Tuesday, July 6, 2010

Tuesday

Holiday's are so wonderful. We really appreciated the time together celebrating the Fourth of July although we celebrated on the 5th. The weather wasn't so very great but we had a lot of fun and the timing of things worked out pretty well for us between times of rain.

I continue having so many thoughts of the time in the hospital. It seems odd to me that I keep thinking about that time when I really don't want to think about it. However, in many ways it has been good for me because it continues to remind me to be thankful. How very blessed we are!

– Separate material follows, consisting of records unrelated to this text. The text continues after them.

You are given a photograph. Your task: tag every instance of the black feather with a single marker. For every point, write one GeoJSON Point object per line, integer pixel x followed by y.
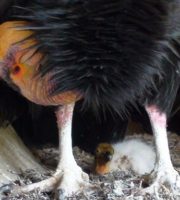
{"type": "Point", "coordinates": [116, 53]}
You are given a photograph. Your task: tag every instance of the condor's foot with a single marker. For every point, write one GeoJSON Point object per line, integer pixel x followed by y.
{"type": "Point", "coordinates": [67, 180]}
{"type": "Point", "coordinates": [163, 178]}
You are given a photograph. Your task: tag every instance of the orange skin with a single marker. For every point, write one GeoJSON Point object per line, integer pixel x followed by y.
{"type": "Point", "coordinates": [21, 66]}
{"type": "Point", "coordinates": [101, 163]}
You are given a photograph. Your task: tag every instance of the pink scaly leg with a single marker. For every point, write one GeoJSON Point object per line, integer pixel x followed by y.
{"type": "Point", "coordinates": [68, 177]}
{"type": "Point", "coordinates": [164, 172]}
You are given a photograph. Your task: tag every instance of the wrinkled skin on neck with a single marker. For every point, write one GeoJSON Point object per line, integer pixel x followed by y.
{"type": "Point", "coordinates": [19, 66]}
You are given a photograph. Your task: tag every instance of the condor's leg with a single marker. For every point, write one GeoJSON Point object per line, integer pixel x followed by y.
{"type": "Point", "coordinates": [164, 172]}
{"type": "Point", "coordinates": [68, 177]}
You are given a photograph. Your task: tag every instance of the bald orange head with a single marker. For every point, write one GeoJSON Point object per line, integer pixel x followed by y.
{"type": "Point", "coordinates": [19, 64]}
{"type": "Point", "coordinates": [10, 34]}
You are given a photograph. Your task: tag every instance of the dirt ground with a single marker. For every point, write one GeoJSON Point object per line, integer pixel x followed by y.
{"type": "Point", "coordinates": [119, 185]}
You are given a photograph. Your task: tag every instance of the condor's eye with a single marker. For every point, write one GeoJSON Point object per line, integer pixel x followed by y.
{"type": "Point", "coordinates": [16, 70]}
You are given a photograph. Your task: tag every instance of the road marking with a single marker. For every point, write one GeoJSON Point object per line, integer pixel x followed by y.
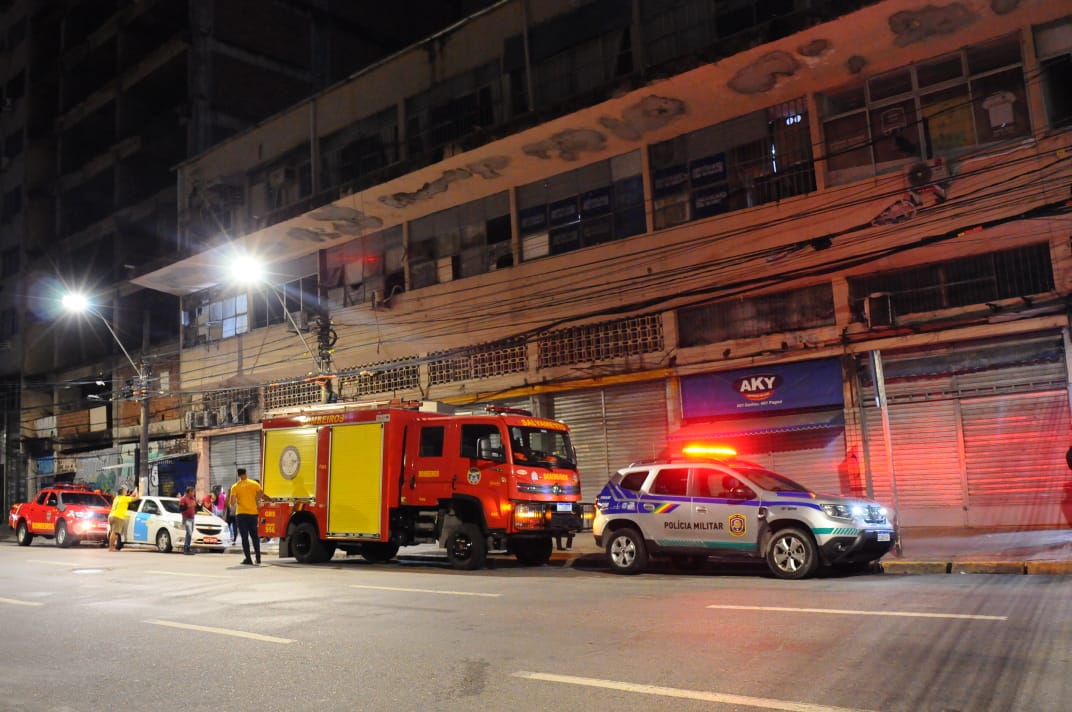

A Psalm that continues to come to mind for me is Psalm 139. What a beautiful Psalm of comfort! For years I have considered Psalm 121 my favorite but Psalm 139 is definitely right up there. Knowing that the Lord knows everything about me including my thoughts and the words I speak before I even speak them! The verses 5 & 6 "You hem me in, behind and before, and lay your hand upon me. Such knowledge is too wonderful for me; it is high; I cannot attain it." I love those words of comfort that promise that I can't do anything and nothing can happen to me that is outside of the Lord's sovereign will. That is so comforting! I remember reading the Psalms so often while in the hospital and being comforted and the continue to comfort me when I begin to question the Lord or become discouraged. God is good, all the time.

Friday, July 2, 2010

Friday

The weather seems to have settled a little the last few days and I have been feeling better. Dare I say that I may be gaining a little strength? I'm not back to where I was by a long stretch but feeling like I may have improved a bit. Oh, I am so very thankful that I am not in the hospital. I am remembering last year spending the 4th in the hospital and that is just not such a cheerful place to be, particularly over the holidays. I remember my parents and Karleen came down for a meal at noon at the cafeteria. I don't remember much beyond that and that is probably ok. What a blessing to be home and staying steady or slightly improving. I have a lot more concern and empathy for those that are in hospitals for a length of time, particularly holidays. I am so thankful that I wasn't there over Christmas!